After his triumphal entry into Jerusalem on Palm Sunday, Jesus returned to the temple on Monday and drove out the merchants who were selling their wares and obscuring people’s access to God. This enraged the religious rulers, who then engaged in several controversies with Jesus. Commentator Darrell Bock says, “Luke 20:1–44 contains five controversies between Jesus and the leadership: the source of Jesus’ authority (20:1–8), Jesus’ confrontational parable of the vineyard (20:9–19), the dispute over Caesar’s tax (20:20–26), the Sadducees’ trick question about resurrection (20:27–40), and Jesus’ question about the interpretation of Ps. 110:1 (20:41–44).”

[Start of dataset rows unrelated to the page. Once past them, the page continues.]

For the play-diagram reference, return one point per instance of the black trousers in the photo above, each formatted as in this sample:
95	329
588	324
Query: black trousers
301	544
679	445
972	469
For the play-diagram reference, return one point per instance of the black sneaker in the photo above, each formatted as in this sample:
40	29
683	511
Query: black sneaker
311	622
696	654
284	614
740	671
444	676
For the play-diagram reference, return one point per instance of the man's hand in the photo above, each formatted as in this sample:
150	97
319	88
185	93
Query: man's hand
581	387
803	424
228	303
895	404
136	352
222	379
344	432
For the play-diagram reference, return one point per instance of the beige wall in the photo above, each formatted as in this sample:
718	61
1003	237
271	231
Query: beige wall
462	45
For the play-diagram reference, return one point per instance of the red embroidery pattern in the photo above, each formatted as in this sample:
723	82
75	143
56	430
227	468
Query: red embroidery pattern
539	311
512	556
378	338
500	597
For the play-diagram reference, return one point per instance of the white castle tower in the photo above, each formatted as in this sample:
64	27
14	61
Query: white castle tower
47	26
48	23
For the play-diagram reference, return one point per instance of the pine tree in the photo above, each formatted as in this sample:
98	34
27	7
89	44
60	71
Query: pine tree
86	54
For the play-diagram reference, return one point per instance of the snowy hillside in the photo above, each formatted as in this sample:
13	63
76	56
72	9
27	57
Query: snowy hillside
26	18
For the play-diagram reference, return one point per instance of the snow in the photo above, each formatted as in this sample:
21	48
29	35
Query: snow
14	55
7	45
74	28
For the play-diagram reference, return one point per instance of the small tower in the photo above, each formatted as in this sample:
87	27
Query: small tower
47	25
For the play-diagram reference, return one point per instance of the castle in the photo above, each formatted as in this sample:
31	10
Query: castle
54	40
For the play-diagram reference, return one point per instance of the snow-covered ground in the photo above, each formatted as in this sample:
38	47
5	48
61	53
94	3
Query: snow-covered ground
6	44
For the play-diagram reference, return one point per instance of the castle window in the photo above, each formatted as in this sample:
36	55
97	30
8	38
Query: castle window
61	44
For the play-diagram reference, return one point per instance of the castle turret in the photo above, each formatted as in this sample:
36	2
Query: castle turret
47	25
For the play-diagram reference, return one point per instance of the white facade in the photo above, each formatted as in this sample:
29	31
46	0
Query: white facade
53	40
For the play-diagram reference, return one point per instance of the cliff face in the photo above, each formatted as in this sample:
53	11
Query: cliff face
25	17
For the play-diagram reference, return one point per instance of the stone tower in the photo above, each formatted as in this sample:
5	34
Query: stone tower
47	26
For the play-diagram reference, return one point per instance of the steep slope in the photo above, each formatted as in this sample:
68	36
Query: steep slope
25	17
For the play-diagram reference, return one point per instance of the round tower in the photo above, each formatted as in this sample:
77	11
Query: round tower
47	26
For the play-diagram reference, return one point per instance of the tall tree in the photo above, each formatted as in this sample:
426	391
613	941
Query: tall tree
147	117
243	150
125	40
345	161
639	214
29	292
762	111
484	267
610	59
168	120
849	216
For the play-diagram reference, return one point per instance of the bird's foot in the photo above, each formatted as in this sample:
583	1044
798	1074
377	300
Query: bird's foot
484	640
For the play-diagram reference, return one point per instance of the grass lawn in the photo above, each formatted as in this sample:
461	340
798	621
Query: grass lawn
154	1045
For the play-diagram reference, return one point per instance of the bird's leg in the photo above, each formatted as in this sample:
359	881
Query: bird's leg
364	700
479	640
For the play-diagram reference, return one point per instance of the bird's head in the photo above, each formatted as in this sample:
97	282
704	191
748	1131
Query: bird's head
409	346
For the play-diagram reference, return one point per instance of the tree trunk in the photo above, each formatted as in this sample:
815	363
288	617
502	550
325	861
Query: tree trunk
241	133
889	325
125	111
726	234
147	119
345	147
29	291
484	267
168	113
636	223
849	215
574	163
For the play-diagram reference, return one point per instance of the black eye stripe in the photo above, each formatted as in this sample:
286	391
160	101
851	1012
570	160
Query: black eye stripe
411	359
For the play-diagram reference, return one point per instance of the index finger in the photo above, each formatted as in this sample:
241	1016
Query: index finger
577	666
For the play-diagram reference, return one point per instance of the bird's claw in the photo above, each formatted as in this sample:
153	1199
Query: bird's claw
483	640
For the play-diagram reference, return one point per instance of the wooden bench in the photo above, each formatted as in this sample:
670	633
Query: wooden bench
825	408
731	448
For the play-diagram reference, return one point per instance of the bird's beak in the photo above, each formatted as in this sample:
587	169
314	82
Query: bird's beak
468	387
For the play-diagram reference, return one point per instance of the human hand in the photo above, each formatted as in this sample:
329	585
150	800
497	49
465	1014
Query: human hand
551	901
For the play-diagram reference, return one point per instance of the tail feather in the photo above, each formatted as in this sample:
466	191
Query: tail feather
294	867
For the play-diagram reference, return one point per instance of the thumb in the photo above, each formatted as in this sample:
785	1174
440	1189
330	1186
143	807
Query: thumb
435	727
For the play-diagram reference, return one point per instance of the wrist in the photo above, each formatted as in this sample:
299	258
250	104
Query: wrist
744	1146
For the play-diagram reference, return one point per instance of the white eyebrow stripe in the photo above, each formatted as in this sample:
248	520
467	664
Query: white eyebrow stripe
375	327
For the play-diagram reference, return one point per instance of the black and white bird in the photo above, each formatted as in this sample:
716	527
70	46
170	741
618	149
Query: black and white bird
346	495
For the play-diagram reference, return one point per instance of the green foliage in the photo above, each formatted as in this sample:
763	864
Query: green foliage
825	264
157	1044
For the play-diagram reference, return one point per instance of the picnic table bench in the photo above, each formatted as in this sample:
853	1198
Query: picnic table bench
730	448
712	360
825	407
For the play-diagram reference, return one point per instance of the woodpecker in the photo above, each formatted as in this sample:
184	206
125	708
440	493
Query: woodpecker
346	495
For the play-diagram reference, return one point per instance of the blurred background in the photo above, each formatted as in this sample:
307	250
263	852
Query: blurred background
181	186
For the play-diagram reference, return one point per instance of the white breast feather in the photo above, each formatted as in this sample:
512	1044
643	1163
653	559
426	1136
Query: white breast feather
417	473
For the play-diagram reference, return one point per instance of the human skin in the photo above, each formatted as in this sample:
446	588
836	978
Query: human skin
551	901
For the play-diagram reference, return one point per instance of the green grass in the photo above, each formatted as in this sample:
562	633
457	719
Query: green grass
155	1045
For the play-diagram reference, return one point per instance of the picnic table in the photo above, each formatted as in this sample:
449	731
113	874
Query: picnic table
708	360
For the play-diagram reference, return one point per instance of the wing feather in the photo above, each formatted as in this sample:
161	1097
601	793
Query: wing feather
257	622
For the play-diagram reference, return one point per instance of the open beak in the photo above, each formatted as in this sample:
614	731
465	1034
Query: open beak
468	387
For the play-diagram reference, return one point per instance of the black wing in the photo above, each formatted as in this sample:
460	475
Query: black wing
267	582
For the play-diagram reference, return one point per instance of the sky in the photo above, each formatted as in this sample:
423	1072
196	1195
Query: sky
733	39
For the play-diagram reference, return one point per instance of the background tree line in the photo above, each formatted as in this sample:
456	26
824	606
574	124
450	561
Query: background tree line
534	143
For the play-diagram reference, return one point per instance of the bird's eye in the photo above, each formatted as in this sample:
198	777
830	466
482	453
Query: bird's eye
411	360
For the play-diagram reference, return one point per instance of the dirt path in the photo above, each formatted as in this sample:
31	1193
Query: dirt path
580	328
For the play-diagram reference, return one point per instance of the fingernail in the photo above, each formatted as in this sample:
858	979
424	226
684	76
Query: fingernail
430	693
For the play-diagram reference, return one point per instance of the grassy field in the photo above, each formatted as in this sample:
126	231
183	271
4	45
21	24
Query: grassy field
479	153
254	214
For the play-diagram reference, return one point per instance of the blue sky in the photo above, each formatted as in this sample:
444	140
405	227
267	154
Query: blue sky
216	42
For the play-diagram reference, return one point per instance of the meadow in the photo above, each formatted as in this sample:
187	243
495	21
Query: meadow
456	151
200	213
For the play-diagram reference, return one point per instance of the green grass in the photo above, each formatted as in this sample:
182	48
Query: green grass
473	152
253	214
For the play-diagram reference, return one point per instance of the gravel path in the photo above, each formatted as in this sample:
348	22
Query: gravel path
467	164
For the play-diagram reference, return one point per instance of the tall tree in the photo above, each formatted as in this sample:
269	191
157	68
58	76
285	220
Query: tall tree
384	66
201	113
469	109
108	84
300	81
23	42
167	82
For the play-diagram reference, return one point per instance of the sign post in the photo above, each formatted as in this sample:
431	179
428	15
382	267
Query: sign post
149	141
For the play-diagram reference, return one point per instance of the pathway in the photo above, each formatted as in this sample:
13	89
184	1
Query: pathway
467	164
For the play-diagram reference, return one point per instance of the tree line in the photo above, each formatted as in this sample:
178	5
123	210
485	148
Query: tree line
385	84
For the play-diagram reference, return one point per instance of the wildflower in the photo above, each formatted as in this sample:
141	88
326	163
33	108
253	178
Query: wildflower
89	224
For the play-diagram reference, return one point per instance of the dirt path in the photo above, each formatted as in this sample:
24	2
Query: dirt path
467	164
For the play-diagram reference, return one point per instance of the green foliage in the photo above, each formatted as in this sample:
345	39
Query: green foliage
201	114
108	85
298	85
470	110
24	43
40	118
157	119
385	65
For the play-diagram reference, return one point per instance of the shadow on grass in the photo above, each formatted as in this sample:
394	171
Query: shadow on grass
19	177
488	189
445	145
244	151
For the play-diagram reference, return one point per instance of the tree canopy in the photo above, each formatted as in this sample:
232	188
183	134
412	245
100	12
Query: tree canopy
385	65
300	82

Today, we are going to look at that fifth controversy between Jesus and the religious leadership (20:41-44). In this controversy it is Jesus who asks a question. It is a question about King David’s son.

Let’s read about Jesus’ question in Luke 20:41-44:

41 But he said to them, “How can they say that the Christ is David’s son? 42 For David himself says in the Book of Psalms,

“ ‘The Lord said to my Lord,

“Sit at my right hand,

43 until I make your enemies your footstool.” ’

44 David thus calls him Lord, so how is he his son?” (Luke 20:41-44)

Introduction

Commentator Tom Wright tells a story of children trying to fit a balloon into a box:

“Can you get this balloon into that box?” I asked the little children at the party. The balloon was big, and the box was small. They tried squeezing it in but it wouldn’t fit. It kept oozing out through their fingers. One little boy suggested sticking a pin into it, but the others agreed that that was cheating.

Then a little girl, with small, nimble fingers, took the balloon, and undid the knot that was keeping the air inside it. Very carefully she let about half the air out, and quickly tied it up again. Then, with a smile of triumph, she placed the balloon in the box, where it fitted exactly.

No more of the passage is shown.